AIB’s board was chaired by Dermot Gleeson until 2009. The other directors at the peak of the boom in 2006 and 2007 were finance director John O’Donnell and non-executives Kieran Crowley, Sean O’Driscoll, Mike Sullivan, Jenny Winter, Bernard Somers, Jim O’Leary and Dan O’Connor. All these directors have since left the bank.

Within the ROI division, one of the main players in property lending was Tommy Hopkins, who was head of the business banking sectoral teams. He reported to head of business and private banking Leo Larkin who in turn reported to Forde.

Below Hopkins was Donal Halpin, the head of property and construction. The growth in property lending and the profits made from this business during the boom years made Hopkins one of the highest paid executives at the bank.

Hopkins had a team of between 70 and 90 people working for him. He was the point of contact for the bank’s relations with many of the biggest developers and builders that it bankrolled in the boom.

Remarkably, Hopkins was also a property player in his own right.
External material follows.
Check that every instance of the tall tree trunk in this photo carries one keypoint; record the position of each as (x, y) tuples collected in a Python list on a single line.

His company Marchbury built 222 houses in Balbriggan, north Co Dublin, in 2007, and he also owned land in other parts of Co Dublin.

Concerns were raised about Hopkins’s own property business within AIB, and the issue was examined by management on a number of occasions during the property boom and it concluded there was no conflict of interest.
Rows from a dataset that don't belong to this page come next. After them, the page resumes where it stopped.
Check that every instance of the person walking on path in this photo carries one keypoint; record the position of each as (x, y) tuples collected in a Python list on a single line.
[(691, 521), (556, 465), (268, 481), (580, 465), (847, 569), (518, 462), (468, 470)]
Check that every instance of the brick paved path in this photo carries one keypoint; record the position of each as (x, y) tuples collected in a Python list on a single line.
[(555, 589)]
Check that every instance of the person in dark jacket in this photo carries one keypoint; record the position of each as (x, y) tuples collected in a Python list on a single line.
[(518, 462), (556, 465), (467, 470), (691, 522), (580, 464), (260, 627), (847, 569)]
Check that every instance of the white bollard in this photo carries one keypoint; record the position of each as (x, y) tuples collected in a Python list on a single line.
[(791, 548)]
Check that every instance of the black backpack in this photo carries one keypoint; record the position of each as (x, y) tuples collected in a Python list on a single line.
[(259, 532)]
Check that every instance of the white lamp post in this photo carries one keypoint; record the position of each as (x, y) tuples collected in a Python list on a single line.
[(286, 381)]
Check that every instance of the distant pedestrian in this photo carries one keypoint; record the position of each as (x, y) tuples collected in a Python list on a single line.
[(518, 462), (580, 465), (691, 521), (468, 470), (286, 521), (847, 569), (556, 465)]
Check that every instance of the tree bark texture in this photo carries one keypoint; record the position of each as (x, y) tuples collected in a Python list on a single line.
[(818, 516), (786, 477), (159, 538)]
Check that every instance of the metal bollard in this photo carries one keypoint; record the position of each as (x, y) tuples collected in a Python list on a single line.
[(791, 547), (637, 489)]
In fact, Hopkins’s own experience in property was seen as a benefit in that he knew the development game well and could relate to, and work well with, AIB’s biggest borrowers.

While Hopkins did not approve loans by himself, he was one of between 10 and 12 on the ROI credit committee. The bigger the loans got, the higher up the bank’s chain they went for approval, from the ROI credit committee to the group credit committee to the main AIB board.

Hopkins has left the bank. Halpin still works at AIB. He was described in a High Court action taken by developer David Daly against the National Asset Management Agency and AIB last year over debts of €457 million as “one of the key client relationship managers” for Daly.

Noel Murphy was chief credit officer in the ROI division.

Above Murphy was David Meagher who was group chief credit officer until his retirement in 2007. He was replaced by Kieran Bennett.

Murphy reported to Forde rather than the group chief credit officer. He is now a head of case management in AIB’s Nama unit, while Bennett is head of asset management in the non-core unit.

The man in charge of risk at AIB during the boom years was Shom Battacharya, who was group chief risk officer from 2002 to 2007. He now works at a bank in New York.

AIB has said most of the 57 most senior managers below the top executives have either left the bank or been reassigned to new roles.